Skald routes per-request by `voices.source`: a `kokoro_*` source
goes to `$KOKORO_URL`, a `tortoise_*` source goes to `$TORTOISE_URL`,
anything else (`lj_speech`, generic) goes to `$F5_TTS_URL`.
## Engines
| Dir | Engine | License (code/weights) | VRAM | Speed | Voices |
|---|---|---|---|---|---|
| `f5-tts/` | SWivid F5-TTS v1 | MIT / **CC-BY-NC** | ~5GB | fast (~2x real-time on 2070S) | voice cloning (LJ Speech reference shipped) |
| `kokoro/` | hexgrad Kokoro-82M | Apache 2.0 / Apache 2.0 | ~1GB | very fast (~50x real-time) | 50+ named presets (af_*, am_*, bf_*, bm_*) |
| `tortoise/` | neonbjb Tortoise-TTS | Apache 2.0 / Apache 2.0 | ~5GB | **slow** (~0.014x real-time, ~74s/s of audio on 2070S, standard preset) | 26 named built-ins (lj, freeman, daniel, weaver, jlaw, etc.) |
## Branch model
`main` carries the **vanilla** version of each engine — what you'd
get from a clean `pip install <engine>` plus the FastAPI sidecar
+ control-tag splitter.
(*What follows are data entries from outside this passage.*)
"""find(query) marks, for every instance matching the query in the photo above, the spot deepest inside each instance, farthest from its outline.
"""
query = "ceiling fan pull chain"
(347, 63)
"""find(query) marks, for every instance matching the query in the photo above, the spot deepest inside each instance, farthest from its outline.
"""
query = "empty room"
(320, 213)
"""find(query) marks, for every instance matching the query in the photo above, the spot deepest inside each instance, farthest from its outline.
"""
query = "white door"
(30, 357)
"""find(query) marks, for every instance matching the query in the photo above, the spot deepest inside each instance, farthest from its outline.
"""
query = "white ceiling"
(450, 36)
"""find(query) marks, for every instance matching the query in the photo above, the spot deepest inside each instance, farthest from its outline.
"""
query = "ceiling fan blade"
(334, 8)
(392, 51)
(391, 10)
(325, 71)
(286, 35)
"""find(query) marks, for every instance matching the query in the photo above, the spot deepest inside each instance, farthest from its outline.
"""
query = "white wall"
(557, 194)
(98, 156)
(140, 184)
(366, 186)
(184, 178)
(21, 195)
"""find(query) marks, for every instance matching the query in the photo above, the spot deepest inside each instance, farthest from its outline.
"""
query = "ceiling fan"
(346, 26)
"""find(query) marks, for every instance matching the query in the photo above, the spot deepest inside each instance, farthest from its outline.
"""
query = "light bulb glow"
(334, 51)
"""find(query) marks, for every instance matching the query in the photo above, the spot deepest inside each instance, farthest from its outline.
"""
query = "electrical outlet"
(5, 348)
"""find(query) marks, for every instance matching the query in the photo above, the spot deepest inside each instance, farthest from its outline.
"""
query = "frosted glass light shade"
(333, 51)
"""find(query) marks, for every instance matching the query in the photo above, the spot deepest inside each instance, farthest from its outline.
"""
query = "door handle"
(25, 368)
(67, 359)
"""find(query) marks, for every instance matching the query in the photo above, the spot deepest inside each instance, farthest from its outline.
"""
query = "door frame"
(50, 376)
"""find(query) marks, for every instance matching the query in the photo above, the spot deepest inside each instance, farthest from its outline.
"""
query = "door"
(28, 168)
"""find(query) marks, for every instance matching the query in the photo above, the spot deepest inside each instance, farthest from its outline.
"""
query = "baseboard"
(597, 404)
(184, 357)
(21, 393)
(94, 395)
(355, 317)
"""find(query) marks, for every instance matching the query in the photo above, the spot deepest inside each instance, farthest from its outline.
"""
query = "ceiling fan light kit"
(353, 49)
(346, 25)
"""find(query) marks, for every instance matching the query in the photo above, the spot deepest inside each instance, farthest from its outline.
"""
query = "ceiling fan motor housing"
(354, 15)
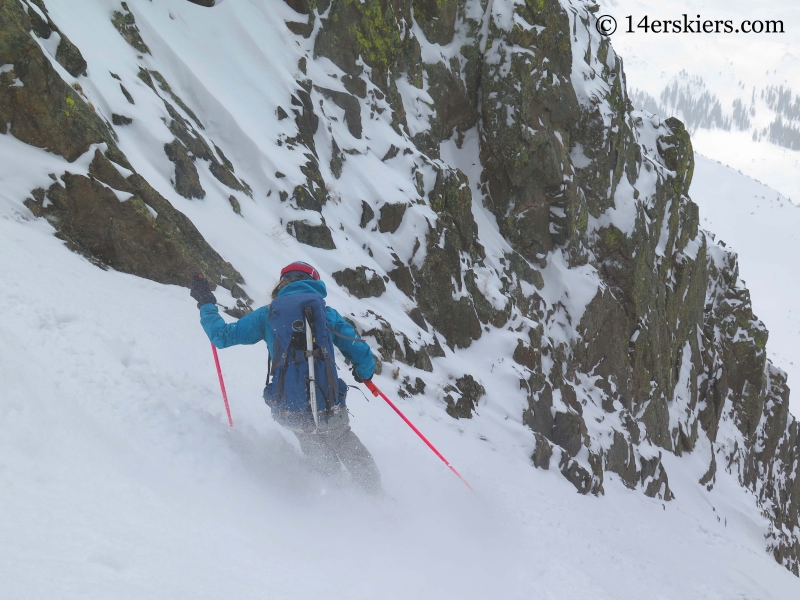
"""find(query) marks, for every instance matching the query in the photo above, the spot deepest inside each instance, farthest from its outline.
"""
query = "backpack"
(287, 391)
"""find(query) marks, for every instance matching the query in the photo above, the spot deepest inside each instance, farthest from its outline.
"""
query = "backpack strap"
(344, 337)
(330, 398)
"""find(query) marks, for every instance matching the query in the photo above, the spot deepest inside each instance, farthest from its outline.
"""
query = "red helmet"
(302, 268)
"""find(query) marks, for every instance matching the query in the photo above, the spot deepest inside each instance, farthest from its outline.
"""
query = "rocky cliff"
(512, 192)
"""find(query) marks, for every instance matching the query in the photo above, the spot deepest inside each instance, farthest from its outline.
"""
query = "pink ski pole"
(376, 392)
(222, 385)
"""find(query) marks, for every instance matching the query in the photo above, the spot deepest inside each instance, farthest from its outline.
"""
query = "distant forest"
(687, 98)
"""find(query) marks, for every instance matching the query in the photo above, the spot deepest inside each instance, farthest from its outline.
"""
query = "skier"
(299, 330)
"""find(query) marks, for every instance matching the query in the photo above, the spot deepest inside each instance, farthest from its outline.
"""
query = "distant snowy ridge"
(511, 236)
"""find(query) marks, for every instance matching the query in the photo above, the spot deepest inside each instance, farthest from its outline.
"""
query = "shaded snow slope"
(119, 477)
(763, 228)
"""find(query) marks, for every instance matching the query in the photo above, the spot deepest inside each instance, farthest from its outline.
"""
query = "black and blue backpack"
(287, 391)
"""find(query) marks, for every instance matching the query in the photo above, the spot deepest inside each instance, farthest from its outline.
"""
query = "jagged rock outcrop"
(631, 333)
(109, 213)
(575, 176)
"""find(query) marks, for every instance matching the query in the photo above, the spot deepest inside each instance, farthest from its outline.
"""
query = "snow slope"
(118, 475)
(732, 67)
(763, 227)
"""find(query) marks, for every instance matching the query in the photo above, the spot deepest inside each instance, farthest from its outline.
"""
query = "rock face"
(631, 334)
(110, 213)
(564, 155)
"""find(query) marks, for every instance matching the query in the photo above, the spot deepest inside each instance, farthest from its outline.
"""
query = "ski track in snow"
(119, 477)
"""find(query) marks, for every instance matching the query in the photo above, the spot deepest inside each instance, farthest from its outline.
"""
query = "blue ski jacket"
(254, 327)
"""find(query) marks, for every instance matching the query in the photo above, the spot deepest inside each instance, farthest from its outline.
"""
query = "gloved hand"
(356, 377)
(201, 291)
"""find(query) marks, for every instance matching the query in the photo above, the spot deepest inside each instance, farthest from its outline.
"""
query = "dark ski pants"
(331, 448)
No engine-specific kludges. Safe to look
at without context.
`engine/<name>` branches hold engine-tuned tweaks that don't
generalise. Examples:
- `engine/kokoro` — doubled-`??` prosody hack for the 82M's weak
question intonation, paragraph/scene/breath gap durations tuned
for af_heart's pacing, notes on how respellings need to be all-
lowercase to avoid letter-by-letter spell-out by misaki.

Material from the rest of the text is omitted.